Through Jewish history, Jews face constant persecution and discrimination. Despite these contradictions, beliefs still exist, are strong and growing. Like many religions facing adversity, Judaism must not distinguish its beliefs to survive in a changing world. The moment of a major change in Jewish history, the collapse of the second temple has the opportunity to destroy Judaism, but the Jews unite their religious beliefs to save their faith, and I formulate it.
While Jewish expatriates existed for centuries before the collapse of the second temple, most of the time in other countries was not a result of forced misplacement. Prior to the middle of the 1 st century, in addition to the Jews, Syria and Babylon, Egypt during Roman times, Sirene and Crete, and Rome itself, also after the siege of Jerusalem in 63 BC, when the Kingdom of Hasmonia became Rome Immigrant intensified when it was protected. In the year 6 AD, this region was organized as the state of the Jewish people of Rome. In the year 66 AD, the Jews rebelled against the Roman Empire in the first Jewish - Roman war and ultimately destroyed Jerusalem in the 70 AD. During the siege, the Romans destroyed the second temple and most of Jerusalem.

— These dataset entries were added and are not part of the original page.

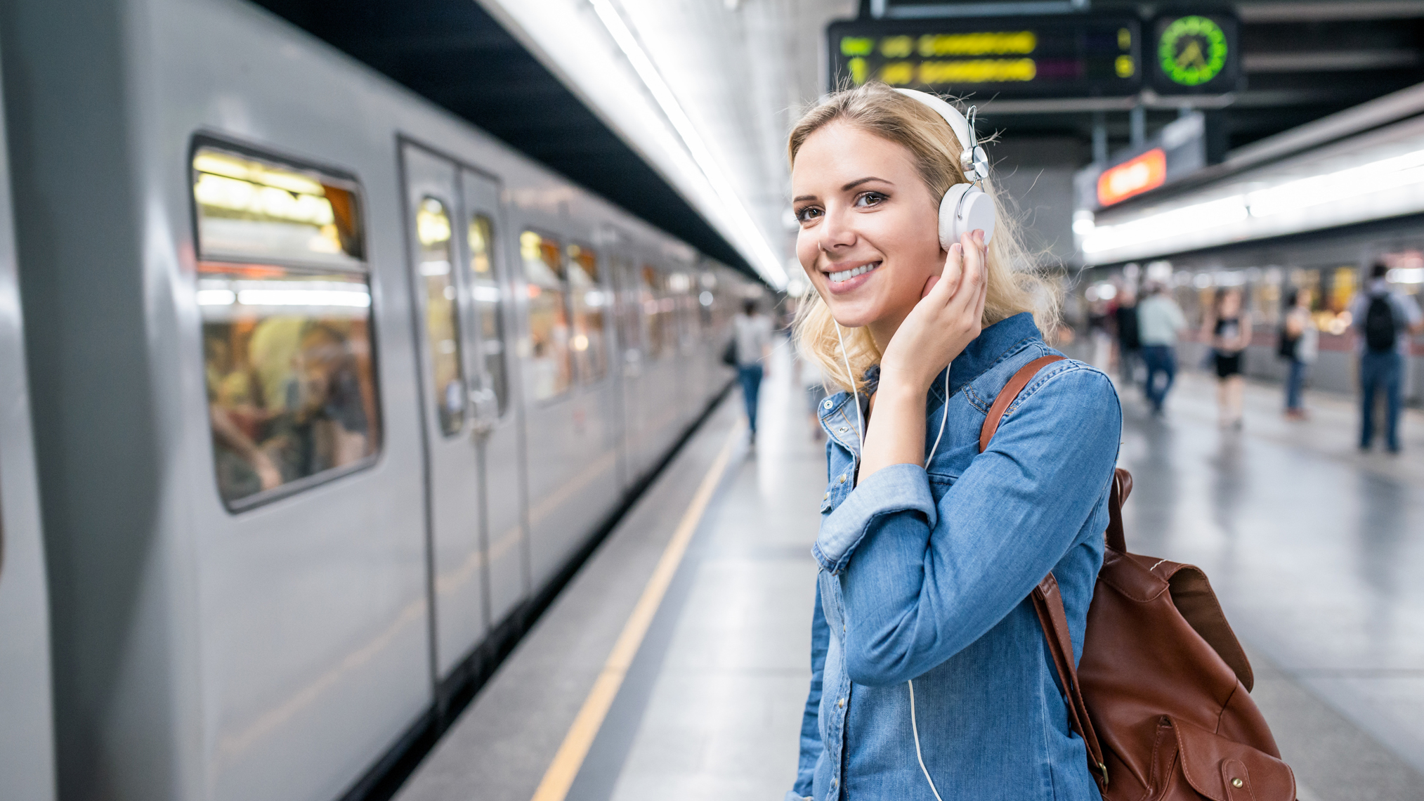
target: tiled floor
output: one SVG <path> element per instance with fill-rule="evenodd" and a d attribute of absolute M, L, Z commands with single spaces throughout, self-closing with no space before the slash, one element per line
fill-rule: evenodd
<path fill-rule="evenodd" d="M 793 778 L 824 462 L 787 372 L 689 554 L 615 801 L 780 798 Z M 1277 388 L 1250 386 L 1246 426 L 1223 432 L 1213 389 L 1183 375 L 1162 419 L 1124 392 L 1131 547 L 1206 569 L 1302 801 L 1424 798 L 1424 415 L 1403 456 L 1360 455 L 1347 399 L 1312 396 L 1293 423 Z"/>
<path fill-rule="evenodd" d="M 1129 547 L 1212 577 L 1300 801 L 1424 800 L 1424 415 L 1404 455 L 1361 455 L 1347 399 L 1312 396 L 1292 423 L 1279 388 L 1250 386 L 1245 429 L 1220 430 L 1212 392 L 1180 376 L 1165 418 L 1124 392 Z M 399 801 L 533 795 L 739 408 L 733 393 L 705 423 Z M 789 790 L 826 480 L 805 412 L 778 351 L 758 445 L 733 452 L 570 800 Z"/>

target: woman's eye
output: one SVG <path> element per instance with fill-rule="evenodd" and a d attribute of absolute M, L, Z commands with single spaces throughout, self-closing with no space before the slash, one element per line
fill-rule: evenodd
<path fill-rule="evenodd" d="M 812 219 L 816 219 L 817 217 L 820 217 L 820 214 L 822 212 L 820 212 L 819 208 L 816 208 L 815 205 L 807 205 L 805 208 L 796 210 L 796 221 L 797 222 L 810 222 Z"/>

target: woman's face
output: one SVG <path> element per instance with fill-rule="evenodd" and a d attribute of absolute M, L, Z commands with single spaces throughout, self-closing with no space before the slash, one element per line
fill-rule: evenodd
<path fill-rule="evenodd" d="M 944 269 L 940 198 L 910 151 L 832 123 L 796 154 L 792 197 L 796 257 L 832 316 L 852 328 L 889 324 L 893 332 Z"/>

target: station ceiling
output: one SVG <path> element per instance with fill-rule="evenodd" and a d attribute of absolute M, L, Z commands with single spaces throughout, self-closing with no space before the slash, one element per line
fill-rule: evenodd
<path fill-rule="evenodd" d="M 746 259 L 473 0 L 255 0 L 703 254 Z"/>
<path fill-rule="evenodd" d="M 253 1 L 712 258 L 753 272 L 745 241 L 728 235 L 708 195 L 703 192 L 699 200 L 685 181 L 679 184 L 666 160 L 649 157 L 646 141 L 638 138 L 642 131 L 615 130 L 607 108 L 591 110 L 590 93 L 577 86 L 580 76 L 555 74 L 547 66 L 551 63 L 547 51 L 531 53 L 531 43 L 538 41 L 528 30 L 528 16 L 523 17 L 524 30 L 511 26 L 518 9 L 587 11 L 582 23 L 561 24 L 587 24 L 590 47 L 611 48 L 607 33 L 594 30 L 595 0 Z M 716 151 L 765 241 L 779 258 L 790 257 L 795 227 L 786 221 L 785 131 L 799 110 L 826 87 L 824 26 L 834 19 L 869 16 L 881 3 L 612 0 L 612 4 Z M 1089 4 L 1092 10 L 1141 6 L 1125 0 L 884 0 L 883 7 L 893 11 L 938 6 L 954 14 L 998 14 L 1015 7 L 1041 13 L 1048 7 L 1071 11 Z M 1247 86 L 1230 105 L 1209 113 L 1219 154 L 1424 83 L 1424 0 L 1239 0 L 1233 6 L 1243 21 Z M 656 113 L 646 98 L 631 100 L 646 103 Z M 993 98 L 975 98 L 981 104 L 987 100 Z M 1000 131 L 1005 141 L 1028 145 L 1077 141 L 1084 147 L 1051 151 L 1071 154 L 1059 158 L 1087 160 L 1085 145 L 1095 118 L 1091 110 L 1074 108 L 1071 103 L 1040 108 L 1020 104 L 1012 110 L 985 105 L 981 108 L 985 127 Z M 1175 117 L 1175 108 L 1151 110 L 1148 135 Z M 1125 147 L 1126 111 L 1109 111 L 1105 121 L 1111 147 Z M 1034 147 L 1014 150 L 1034 151 Z"/>

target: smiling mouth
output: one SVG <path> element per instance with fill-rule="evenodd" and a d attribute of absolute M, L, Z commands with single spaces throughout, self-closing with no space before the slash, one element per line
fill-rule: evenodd
<path fill-rule="evenodd" d="M 844 281 L 850 281 L 857 275 L 864 275 L 877 267 L 880 267 L 880 262 L 873 261 L 870 264 L 863 264 L 860 267 L 853 267 L 850 269 L 842 269 L 840 272 L 827 272 L 826 278 L 829 278 L 832 284 L 842 284 Z"/>

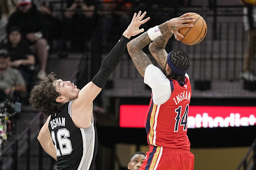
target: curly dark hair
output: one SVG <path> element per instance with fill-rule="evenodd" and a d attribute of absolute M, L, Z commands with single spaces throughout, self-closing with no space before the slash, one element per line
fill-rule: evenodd
<path fill-rule="evenodd" d="M 190 58 L 189 55 L 179 49 L 175 49 L 171 52 L 171 60 L 176 68 L 180 70 L 187 70 L 190 65 Z M 179 81 L 183 84 L 185 84 L 185 75 L 178 75 L 172 71 L 168 78 Z"/>
<path fill-rule="evenodd" d="M 47 116 L 57 112 L 62 105 L 55 101 L 61 95 L 53 85 L 54 81 L 57 80 L 56 75 L 52 72 L 47 75 L 38 85 L 33 87 L 30 93 L 29 102 L 33 108 L 38 109 Z"/>

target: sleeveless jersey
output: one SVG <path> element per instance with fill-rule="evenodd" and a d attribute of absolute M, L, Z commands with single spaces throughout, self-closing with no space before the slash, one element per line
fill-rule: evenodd
<path fill-rule="evenodd" d="M 149 145 L 190 150 L 187 135 L 191 86 L 186 77 L 185 84 L 170 79 L 171 94 L 164 103 L 156 105 L 151 98 L 146 116 L 145 126 Z"/>
<path fill-rule="evenodd" d="M 88 128 L 76 126 L 71 118 L 72 101 L 64 104 L 56 116 L 51 115 L 48 124 L 57 151 L 57 169 L 91 170 L 98 148 L 93 118 Z"/>

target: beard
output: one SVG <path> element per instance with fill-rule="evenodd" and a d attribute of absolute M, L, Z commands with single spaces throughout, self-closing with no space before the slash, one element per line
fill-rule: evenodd
<path fill-rule="evenodd" d="M 166 71 L 164 69 L 161 69 L 161 71 L 162 71 L 162 72 L 163 72 L 163 73 L 164 74 L 164 75 L 165 75 L 166 77 L 168 77 L 168 75 L 166 75 Z"/>

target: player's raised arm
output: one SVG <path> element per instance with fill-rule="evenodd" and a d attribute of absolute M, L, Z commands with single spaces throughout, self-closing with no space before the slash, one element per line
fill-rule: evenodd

As the second temple of Jerusalem was destroyed, one of them was memorialed at Tishabab, Judaism was in danger, and the Sadducees movement was obscured. But during the siege of Titus, one of the Pharisees saints Rabbi Johanan Ben Zackai was taken out of Jerusalem by his students from the coffin. Rabbi was allowed to establish a Jewish school in Yavne, which became the center of the Talmud study. This has become an important sign of the development of Rabbi Judaism. It allows the Jews to continue their culture and religion without a temple, even among foreigners. The failure of the Jewish rebellion changed the statistics of the Jews. Many of the Jewish insurgents were scattered and sold as slaves. Temple, Jerusalem, and the destruction of the economy and the land of Israel by cultivation and lifestyle did not prevent the Jews from succeeding in the Jewish area.